Something crucial and wonderful and holy and sweet and salty between a man and a woman sickened and withered and died, without public mourning or witness or ritual, without communal attention and respect. It dies shivering the souls of the formerly married and their children and their friends, and the Church has nothing to say, turns and looks away, frowns and castigates, and everyone shuffles forward into the muddled future, trying to repair their shattered hearts, their shattered dreams, their shattered hopes. Maybe there should be a sacrament for the end of a relationship. Maybe we should gather as a people to witness and mourn the death of love, dreams, hearts and hopes. Maybe we should create a ritual by which we honor their brave attempt, and formally conclude their failed endeavor. 

Here in the west cultures are more tolerant of divorce than of infidelity. Because divorce basically says, you hurt me, I am wounded, and therefore I will dissolve our relationship. And the relationship is seen primarily as one between two individuals. The more traditional you go, the more people’s sense of self is embedded within a larger network of connections. And therefore to dissolve the marriage is not something that you are just doing to the two of you, you’re doing it to your children, to your parents, to your larger network. And it’s in the name of that network that sometimes you will keep things together.

Relationships are attachment bonds and they do not break or snap cleanly. They tear apart like sinews of flesh and bone, sometimes abruptly and sometimes slowly with the whimper of long neglect (if attachment link broken).

Reconciliation is future oriented, it is more of about going forward than about changing the past. It accepts there will be different versions of past events and a lot of prior upset as a result. Most of all, reconciliation accepts that some hurts cannot be undone.

Reconciliation is a lot of work, it requires a great amount of time, patience and tolerance. It is as fragile as our hearts. It takes time to open up and to let our guards down, to risk trusting again.  It can be fraught with setbacks with both parties acting hypersensitivity to the other, looking for clues to justify an ongoing lack of trust. And if other people are involved, they might hamper the process further. 

If reconciliation is our goal, then we have to be willing to do whatever it takes. We have to be able to say 'if there is a problem, I am willing to deal with it' rather than 'if there is a problem, I will just give up and try something else.' Relationships *marriage, friendship, courtship  etc.* need a lot of work. They aren't always fun, and t everything.
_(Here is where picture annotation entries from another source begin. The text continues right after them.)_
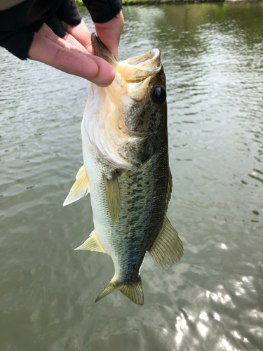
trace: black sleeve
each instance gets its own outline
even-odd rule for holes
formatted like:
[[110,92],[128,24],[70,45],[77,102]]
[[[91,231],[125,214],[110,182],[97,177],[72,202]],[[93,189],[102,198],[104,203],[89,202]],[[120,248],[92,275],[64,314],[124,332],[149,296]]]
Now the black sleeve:
[[112,20],[122,8],[122,0],[83,0],[83,2],[96,23]]
[[46,22],[59,37],[65,34],[61,23],[81,21],[74,0],[25,0],[0,11],[0,46],[21,60],[27,60],[34,35]]

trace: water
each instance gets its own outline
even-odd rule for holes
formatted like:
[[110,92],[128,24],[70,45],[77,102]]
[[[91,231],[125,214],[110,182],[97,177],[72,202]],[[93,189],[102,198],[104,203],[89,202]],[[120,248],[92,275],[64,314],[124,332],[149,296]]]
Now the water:
[[162,53],[184,255],[166,270],[146,258],[142,307],[119,292],[94,303],[113,265],[74,251],[93,229],[88,197],[62,206],[88,83],[0,49],[0,350],[262,350],[263,4],[123,13],[120,58]]

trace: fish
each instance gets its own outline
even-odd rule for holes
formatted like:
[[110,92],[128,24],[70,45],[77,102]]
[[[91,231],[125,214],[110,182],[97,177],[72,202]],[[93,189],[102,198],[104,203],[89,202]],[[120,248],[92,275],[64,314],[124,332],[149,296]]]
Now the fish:
[[166,216],[172,175],[166,76],[157,48],[118,61],[95,34],[92,41],[116,77],[106,88],[90,83],[81,123],[84,164],[63,206],[90,193],[94,230],[76,250],[105,253],[115,269],[95,302],[120,291],[142,306],[147,252],[161,268],[183,254]]

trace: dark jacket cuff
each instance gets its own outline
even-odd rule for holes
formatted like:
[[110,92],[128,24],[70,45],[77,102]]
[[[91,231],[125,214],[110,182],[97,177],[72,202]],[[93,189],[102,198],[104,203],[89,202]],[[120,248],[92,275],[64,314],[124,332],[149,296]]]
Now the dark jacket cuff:
[[112,20],[122,8],[122,0],[83,0],[83,2],[96,23]]

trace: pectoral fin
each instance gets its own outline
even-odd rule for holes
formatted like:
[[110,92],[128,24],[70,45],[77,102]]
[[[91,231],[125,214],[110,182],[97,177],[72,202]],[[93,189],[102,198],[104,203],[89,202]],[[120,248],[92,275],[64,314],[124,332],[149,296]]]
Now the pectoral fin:
[[90,251],[104,252],[107,253],[94,230],[90,234],[90,237],[75,250],[90,250]]
[[109,176],[104,176],[108,208],[113,224],[118,222],[121,212],[121,193],[116,171]]
[[167,268],[177,262],[184,253],[181,239],[166,216],[158,237],[149,253],[160,268]]
[[88,174],[83,165],[76,176],[76,182],[71,188],[69,194],[63,203],[63,206],[69,205],[72,202],[86,197],[89,193],[90,182]]

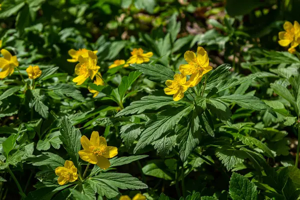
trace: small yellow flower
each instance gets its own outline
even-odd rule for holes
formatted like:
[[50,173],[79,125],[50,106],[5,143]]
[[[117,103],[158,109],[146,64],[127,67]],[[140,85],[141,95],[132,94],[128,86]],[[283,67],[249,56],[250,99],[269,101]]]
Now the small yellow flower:
[[[146,198],[145,196],[141,194],[140,193],[138,193],[134,198],[132,200],[146,200]],[[119,200],[132,200],[131,198],[127,195],[122,195],[120,196],[120,198]]]
[[153,53],[151,52],[146,54],[143,54],[144,50],[142,48],[134,48],[131,52],[132,55],[127,60],[127,63],[130,64],[140,64],[144,62],[148,62],[150,60],[149,58],[153,56]]
[[18,66],[16,56],[12,56],[10,52],[4,49],[2,50],[1,54],[3,58],[0,58],[0,78],[4,78],[11,75],[14,71],[14,68]]
[[73,82],[77,82],[77,85],[83,84],[88,76],[92,80],[100,68],[97,66],[98,58],[96,54],[92,50],[88,50],[88,58],[82,56],[78,58],[79,63],[75,67],[75,74],[78,76],[73,79]]
[[[72,57],[72,59],[67,59],[66,60],[70,62],[78,62],[78,58],[80,56],[83,58],[88,58],[88,50],[86,48],[80,48],[78,50],[72,48],[68,52],[69,55]],[[98,51],[94,50],[92,52],[96,54]]]
[[127,68],[129,66],[129,64],[126,64],[125,60],[116,60],[114,62],[114,64],[112,64],[108,66],[108,68],[116,68],[122,64],[124,64],[124,68]]
[[184,92],[188,90],[190,82],[186,81],[186,77],[182,74],[174,75],[174,80],[167,80],[166,84],[168,86],[164,90],[166,94],[173,96],[173,100],[178,101],[184,96]]
[[180,64],[179,70],[184,75],[190,75],[190,87],[194,87],[201,81],[203,75],[210,72],[212,68],[210,66],[210,60],[206,52],[201,46],[197,48],[197,56],[191,51],[184,53],[184,59],[188,64]]
[[118,154],[118,148],[108,146],[106,140],[99,136],[98,132],[92,132],[89,140],[86,136],[80,139],[84,150],[78,152],[82,160],[97,165],[104,170],[110,167],[110,163],[108,158],[111,158]]
[[40,76],[42,70],[38,66],[29,66],[26,69],[26,72],[28,74],[28,78],[30,79],[36,79]]
[[[94,81],[94,83],[96,84],[97,86],[104,86],[104,82],[102,80],[102,76],[101,76],[101,74],[100,74],[100,72],[98,72],[98,74],[96,74],[96,80]],[[90,93],[94,94],[94,95],[92,96],[92,97],[94,98],[97,96],[99,94],[99,92],[98,91],[92,90],[90,88],[90,87],[88,87],[88,91],[90,91]]]
[[294,22],[294,26],[290,22],[286,22],[284,28],[286,31],[280,32],[278,34],[278,43],[282,46],[288,46],[290,44],[290,48],[288,50],[294,54],[296,51],[294,48],[300,44],[300,24],[296,21]]
[[58,182],[61,186],[69,182],[74,182],[78,178],[77,168],[70,160],[66,160],[64,166],[58,166],[56,168],[55,174],[58,176]]

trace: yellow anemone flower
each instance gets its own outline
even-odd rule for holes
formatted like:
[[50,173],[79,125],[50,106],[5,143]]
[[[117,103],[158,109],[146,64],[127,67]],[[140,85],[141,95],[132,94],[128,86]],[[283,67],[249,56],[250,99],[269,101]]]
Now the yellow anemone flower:
[[[146,200],[146,197],[141,194],[140,193],[138,193],[134,198],[132,200]],[[120,196],[120,198],[119,200],[132,200],[131,198],[127,195],[122,195]]]
[[[68,52],[69,55],[72,57],[72,59],[67,59],[66,60],[70,62],[78,62],[78,58],[80,56],[83,58],[88,58],[88,57],[89,50],[88,50],[86,48],[80,48],[79,50],[78,50],[72,48]],[[94,50],[92,52],[96,54],[98,51]]]
[[29,66],[26,69],[26,72],[28,74],[28,78],[30,79],[36,79],[40,76],[42,70],[38,66]]
[[151,58],[153,56],[153,53],[151,52],[146,54],[143,54],[143,52],[144,50],[142,48],[134,48],[130,53],[132,56],[127,60],[127,63],[140,64],[148,62],[150,60],[149,58]]
[[108,68],[116,68],[122,64],[124,64],[124,68],[127,68],[128,66],[129,66],[129,64],[126,64],[125,60],[116,60],[114,62],[114,64],[112,64],[110,66],[108,66]]
[[77,168],[70,160],[66,160],[64,166],[58,166],[56,168],[55,174],[58,176],[58,182],[61,186],[69,182],[74,182],[78,178]]
[[104,170],[110,167],[110,163],[108,158],[111,158],[118,154],[118,148],[108,146],[106,140],[99,136],[98,132],[92,132],[89,140],[86,136],[80,139],[84,150],[78,152],[82,160],[97,165]]
[[79,63],[75,67],[75,74],[78,76],[73,79],[73,82],[77,82],[77,85],[83,84],[88,76],[92,80],[100,68],[97,66],[98,58],[96,54],[92,50],[88,50],[88,58],[80,56],[78,58]]
[[14,71],[14,68],[18,66],[16,56],[12,56],[10,52],[4,49],[2,50],[2,58],[0,58],[0,78],[4,78],[11,75]]
[[210,60],[206,52],[201,46],[197,48],[197,56],[188,50],[184,53],[184,59],[188,64],[180,64],[179,70],[184,75],[190,75],[190,87],[194,87],[201,81],[203,75],[210,72],[212,68],[210,66]]
[[290,44],[290,48],[288,50],[294,54],[296,51],[294,48],[300,43],[300,24],[296,21],[294,22],[294,26],[290,22],[286,22],[284,28],[286,31],[280,32],[278,34],[278,43],[282,46],[288,46]]
[[[96,80],[94,81],[94,83],[97,86],[104,86],[104,82],[102,80],[102,76],[101,75],[101,74],[100,74],[100,72],[98,72],[98,74],[96,74]],[[90,91],[90,93],[94,94],[94,95],[92,96],[92,97],[94,98],[97,96],[99,94],[98,91],[92,90],[90,88],[90,87],[88,87],[88,91]]]
[[166,84],[168,86],[164,90],[166,94],[173,96],[173,100],[178,101],[184,96],[184,92],[188,90],[190,82],[186,81],[186,76],[182,74],[174,75],[174,80],[167,80]]

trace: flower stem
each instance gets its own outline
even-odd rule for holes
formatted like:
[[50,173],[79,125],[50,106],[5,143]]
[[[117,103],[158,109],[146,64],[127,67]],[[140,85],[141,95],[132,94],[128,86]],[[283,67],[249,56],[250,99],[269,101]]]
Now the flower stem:
[[22,74],[21,74],[21,72],[20,72],[20,70],[19,70],[19,68],[18,67],[16,67],[16,70],[18,70],[18,72],[19,72],[20,76],[21,76],[21,78],[22,78],[22,81],[24,84],[25,80],[24,80],[24,78],[23,78],[23,75],[22,75]]
[[82,176],[82,178],[84,178],[84,177],[86,177],[86,172],[88,172],[88,167],[90,166],[90,163],[88,162],[88,165],[86,166],[86,170],[84,170],[84,176]]
[[10,174],[12,176],[12,179],[14,180],[14,182],[16,182],[18,188],[18,189],[20,193],[21,194],[21,196],[22,196],[22,197],[26,196],[25,195],[25,194],[24,194],[24,192],[23,192],[23,190],[22,190],[22,188],[21,188],[21,186],[20,186],[20,184],[16,180],[16,178],[14,176],[14,174],[12,172],[12,170],[10,170],[10,167],[8,167],[7,169],[8,171],[8,173],[10,173]]
[[299,151],[300,150],[300,127],[298,128],[298,145],[297,146],[297,154],[296,154],[296,163],[295,166],[298,167],[299,164]]
[[205,80],[204,80],[204,86],[203,86],[203,89],[202,90],[202,93],[201,94],[201,96],[203,96],[203,94],[204,94],[204,91],[205,90],[205,88],[206,87],[206,74],[204,75],[205,76]]

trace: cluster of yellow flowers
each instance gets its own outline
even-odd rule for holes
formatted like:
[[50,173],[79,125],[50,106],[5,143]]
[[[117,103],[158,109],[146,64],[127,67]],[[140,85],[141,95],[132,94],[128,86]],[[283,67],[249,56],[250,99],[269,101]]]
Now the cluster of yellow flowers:
[[282,46],[288,46],[290,44],[288,50],[291,54],[294,54],[296,52],[295,48],[300,44],[300,24],[296,21],[294,22],[294,26],[290,22],[286,22],[284,28],[286,31],[279,32],[278,43]]
[[[110,167],[110,163],[108,158],[111,158],[118,154],[118,148],[108,146],[106,140],[99,136],[98,132],[93,132],[89,140],[86,136],[80,140],[84,148],[78,152],[80,158],[84,161],[92,164],[96,164],[100,168],[106,170]],[[68,182],[74,182],[78,178],[77,168],[73,162],[66,160],[64,166],[58,166],[55,170],[58,176],[58,184],[63,185]]]
[[[184,54],[184,59],[188,64],[181,64],[179,71],[181,74],[174,75],[174,80],[167,80],[167,87],[164,89],[166,94],[174,94],[173,100],[178,101],[184,96],[188,88],[198,84],[204,74],[212,69],[209,66],[210,60],[206,52],[201,46],[197,48],[197,55],[192,52],[187,51]],[[186,81],[186,76],[190,76]]]
[[[0,42],[2,44],[2,41]],[[16,56],[12,56],[8,50],[1,50],[1,54],[3,57],[0,58],[0,78],[3,79],[8,76],[12,75],[14,68],[19,66]],[[42,70],[38,66],[30,66],[26,69],[26,72],[28,74],[28,77],[30,79],[34,80],[40,76]]]

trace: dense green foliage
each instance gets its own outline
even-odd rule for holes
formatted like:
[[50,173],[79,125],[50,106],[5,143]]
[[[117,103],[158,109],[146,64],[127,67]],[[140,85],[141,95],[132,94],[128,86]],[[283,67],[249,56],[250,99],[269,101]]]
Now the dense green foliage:
[[0,2],[0,200],[300,199],[298,1]]

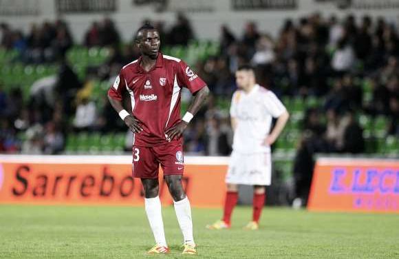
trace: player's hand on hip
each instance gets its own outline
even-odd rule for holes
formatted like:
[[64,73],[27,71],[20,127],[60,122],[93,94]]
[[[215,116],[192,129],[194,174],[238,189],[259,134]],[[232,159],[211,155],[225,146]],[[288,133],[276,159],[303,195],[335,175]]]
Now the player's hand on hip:
[[133,116],[129,115],[125,118],[125,123],[133,133],[140,133],[142,131],[142,128],[140,126],[140,121],[136,118]]
[[263,145],[272,145],[276,141],[276,138],[272,136],[272,135],[268,135],[265,140],[263,141]]
[[165,138],[166,138],[166,141],[171,141],[175,138],[178,139],[182,136],[183,132],[186,130],[188,125],[188,124],[186,122],[182,121],[169,130],[166,130],[165,132]]

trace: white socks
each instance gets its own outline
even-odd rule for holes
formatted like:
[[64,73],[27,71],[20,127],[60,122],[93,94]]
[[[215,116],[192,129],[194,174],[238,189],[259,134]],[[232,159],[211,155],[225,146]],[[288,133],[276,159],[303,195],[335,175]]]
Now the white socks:
[[[193,237],[193,221],[191,220],[190,201],[186,197],[182,200],[173,201],[173,203],[177,222],[184,238],[184,243],[195,245],[194,238]],[[144,198],[144,207],[155,242],[167,247],[160,197]]]
[[144,207],[156,243],[167,247],[160,197],[144,198]]
[[184,243],[195,245],[193,237],[193,220],[191,220],[191,207],[187,196],[182,200],[173,201],[175,205],[175,212],[177,217],[177,221],[180,226],[180,229],[183,233]]

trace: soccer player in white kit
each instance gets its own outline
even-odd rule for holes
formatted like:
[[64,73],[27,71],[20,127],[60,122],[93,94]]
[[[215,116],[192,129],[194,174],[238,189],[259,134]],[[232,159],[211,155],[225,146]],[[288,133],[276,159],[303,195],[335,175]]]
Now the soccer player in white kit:
[[[256,83],[251,66],[240,67],[235,77],[239,90],[233,96],[230,109],[234,140],[226,176],[224,216],[222,220],[207,225],[210,229],[230,228],[231,214],[238,200],[238,185],[254,186],[252,220],[245,228],[259,229],[266,186],[270,185],[272,180],[270,145],[290,116],[274,94]],[[270,132],[272,118],[277,120]]]

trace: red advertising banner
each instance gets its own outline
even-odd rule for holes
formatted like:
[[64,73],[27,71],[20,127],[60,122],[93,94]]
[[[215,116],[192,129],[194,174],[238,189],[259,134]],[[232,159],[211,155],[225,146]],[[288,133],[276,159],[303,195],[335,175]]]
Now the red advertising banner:
[[[220,207],[226,159],[186,159],[183,184],[195,207]],[[0,156],[0,204],[141,205],[130,156]],[[190,162],[191,161],[191,162]],[[160,197],[173,204],[160,174]]]
[[308,209],[399,213],[399,160],[318,159]]

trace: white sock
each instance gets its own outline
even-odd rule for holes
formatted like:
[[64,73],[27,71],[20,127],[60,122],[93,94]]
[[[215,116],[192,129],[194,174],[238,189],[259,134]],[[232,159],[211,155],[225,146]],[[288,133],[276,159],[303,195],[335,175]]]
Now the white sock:
[[159,196],[144,198],[145,212],[157,244],[167,247]]
[[186,196],[183,200],[173,201],[175,205],[175,212],[177,217],[177,221],[180,226],[184,243],[195,244],[193,237],[193,220],[191,220],[191,207],[190,201]]

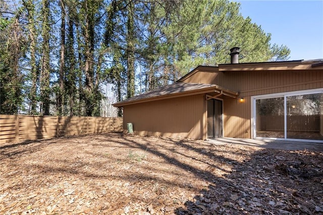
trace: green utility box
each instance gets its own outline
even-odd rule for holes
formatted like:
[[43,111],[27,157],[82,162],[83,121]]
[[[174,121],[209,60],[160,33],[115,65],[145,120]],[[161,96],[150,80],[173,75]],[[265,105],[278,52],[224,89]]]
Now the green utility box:
[[127,123],[127,128],[128,129],[128,133],[130,134],[133,133],[133,128],[132,127],[132,123]]

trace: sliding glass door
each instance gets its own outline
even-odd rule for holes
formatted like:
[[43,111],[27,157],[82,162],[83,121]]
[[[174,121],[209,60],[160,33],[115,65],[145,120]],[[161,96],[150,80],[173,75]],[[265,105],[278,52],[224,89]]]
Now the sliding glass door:
[[254,137],[323,140],[323,92],[253,96]]

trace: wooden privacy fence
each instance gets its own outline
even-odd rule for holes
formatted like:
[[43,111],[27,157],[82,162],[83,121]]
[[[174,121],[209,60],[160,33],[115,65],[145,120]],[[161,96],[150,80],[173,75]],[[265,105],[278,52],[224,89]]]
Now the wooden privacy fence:
[[0,115],[0,143],[122,130],[122,118]]

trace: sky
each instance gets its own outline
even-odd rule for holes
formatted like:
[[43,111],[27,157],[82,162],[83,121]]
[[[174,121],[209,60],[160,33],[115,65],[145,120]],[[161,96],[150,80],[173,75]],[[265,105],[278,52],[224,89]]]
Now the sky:
[[271,43],[289,48],[289,60],[323,59],[323,0],[234,1],[244,17],[272,34]]

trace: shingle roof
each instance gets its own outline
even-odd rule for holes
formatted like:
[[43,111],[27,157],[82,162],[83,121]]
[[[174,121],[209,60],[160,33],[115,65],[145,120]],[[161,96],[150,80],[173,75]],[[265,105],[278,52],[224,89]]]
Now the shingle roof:
[[123,101],[113,104],[115,106],[122,106],[125,105],[139,103],[150,100],[158,100],[174,97],[181,96],[194,94],[200,94],[207,92],[223,90],[233,96],[238,93],[223,88],[216,84],[197,84],[193,83],[175,82],[173,84],[155,89],[151,91],[129,98]]

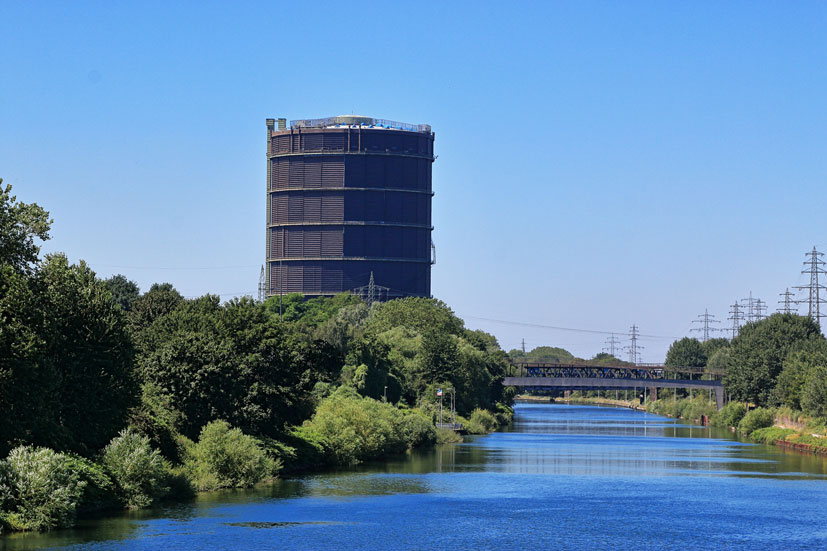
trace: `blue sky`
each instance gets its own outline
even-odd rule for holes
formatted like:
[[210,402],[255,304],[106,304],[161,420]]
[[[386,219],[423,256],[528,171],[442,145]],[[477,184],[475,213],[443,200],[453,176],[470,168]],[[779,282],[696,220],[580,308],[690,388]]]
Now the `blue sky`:
[[[433,294],[581,356],[776,307],[827,249],[821,2],[0,2],[0,177],[45,251],[254,294],[264,119],[436,133]],[[697,326],[697,324],[694,324]]]

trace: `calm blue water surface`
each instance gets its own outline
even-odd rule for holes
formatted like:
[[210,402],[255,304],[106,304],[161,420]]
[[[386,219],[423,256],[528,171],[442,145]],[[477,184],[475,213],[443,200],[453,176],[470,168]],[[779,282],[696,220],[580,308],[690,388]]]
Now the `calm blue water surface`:
[[827,549],[825,459],[627,409],[520,404],[380,465],[0,538],[2,549]]

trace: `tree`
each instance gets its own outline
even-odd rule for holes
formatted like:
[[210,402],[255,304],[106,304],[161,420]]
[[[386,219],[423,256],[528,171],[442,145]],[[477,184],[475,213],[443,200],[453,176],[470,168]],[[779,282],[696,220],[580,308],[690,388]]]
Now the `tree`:
[[404,325],[419,333],[434,331],[461,335],[464,324],[441,300],[406,297],[377,304],[368,319],[368,330],[381,333]]
[[728,364],[729,347],[719,348],[709,357],[709,360],[706,362],[705,371],[710,374],[726,373]]
[[827,417],[827,365],[816,365],[807,373],[801,407],[809,415]]
[[771,404],[787,354],[820,334],[816,322],[795,314],[773,314],[746,324],[730,344],[724,385],[735,400]]
[[816,366],[827,366],[827,339],[808,339],[790,351],[778,375],[775,388],[778,401],[793,409],[802,409],[805,383]]
[[141,294],[140,289],[138,289],[138,284],[126,279],[125,275],[114,275],[104,280],[104,283],[109,288],[109,292],[112,293],[112,300],[125,312],[128,312],[132,308],[132,303],[135,302]]
[[[81,261],[46,257],[38,274],[46,295],[42,366],[59,381],[56,423],[66,448],[97,452],[123,427],[135,403],[132,344],[123,312]],[[54,445],[54,443],[52,443]]]
[[698,339],[684,337],[672,343],[666,352],[666,361],[669,367],[704,367],[707,356],[704,347]]
[[0,287],[0,317],[10,320],[0,331],[0,447],[97,452],[136,392],[123,312],[86,264],[63,255]]
[[729,348],[729,339],[717,338],[709,339],[701,343],[704,354],[707,358],[711,358],[715,352],[722,348]]
[[3,187],[0,178],[0,264],[30,272],[40,253],[35,239],[49,239],[52,220],[36,203],[18,202],[11,189],[11,184]]
[[223,306],[211,295],[185,301],[139,337],[144,384],[168,397],[190,438],[217,419],[277,436],[310,416],[313,387],[341,363],[333,347],[291,337],[248,297]]

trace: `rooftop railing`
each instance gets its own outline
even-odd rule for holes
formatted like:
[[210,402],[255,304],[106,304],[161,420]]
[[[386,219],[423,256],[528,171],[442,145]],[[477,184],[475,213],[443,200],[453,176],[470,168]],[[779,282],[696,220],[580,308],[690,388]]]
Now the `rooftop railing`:
[[343,122],[341,117],[327,117],[324,119],[298,119],[290,121],[291,128],[329,128],[329,127],[351,127],[362,128],[386,128],[390,130],[405,130],[407,132],[431,132],[430,124],[409,124],[406,122],[389,121],[387,119],[370,119],[370,123],[350,124]]

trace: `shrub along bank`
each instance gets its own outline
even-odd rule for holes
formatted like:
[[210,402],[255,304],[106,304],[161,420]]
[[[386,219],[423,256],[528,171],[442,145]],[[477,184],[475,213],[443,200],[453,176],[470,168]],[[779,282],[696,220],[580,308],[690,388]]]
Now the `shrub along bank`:
[[658,400],[650,403],[647,411],[693,422],[698,422],[701,415],[707,415],[710,425],[730,428],[753,442],[805,444],[798,447],[815,453],[827,453],[827,431],[823,421],[786,407],[749,410],[746,403],[730,402],[721,411],[715,411],[713,402],[696,398]]
[[507,418],[505,353],[439,300],[141,294],[41,258],[51,223],[0,185],[0,528],[455,439],[437,389],[474,432]]

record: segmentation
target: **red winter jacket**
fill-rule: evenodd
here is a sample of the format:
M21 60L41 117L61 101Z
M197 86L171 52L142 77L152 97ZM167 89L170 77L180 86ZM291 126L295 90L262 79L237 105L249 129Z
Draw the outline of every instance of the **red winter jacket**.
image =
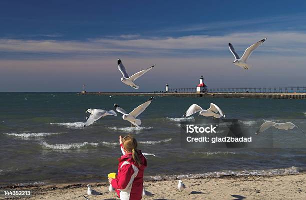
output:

Sometimes, we may go through patches where we are unwilling to change, or finding it hard to forgive. But love is an incredibly powerful force for inviting change, and unconditional love in these circumstances can often lead to healing and reconciliation. 

Being part of a couple in a relationship is about what is best for us rather than what is best for me. It is about couple helping each other to overcome their mutual challenges and shortcomings. It is not about beating each others up while we are down on our luck. It is about picking each other up and about cheering for one another.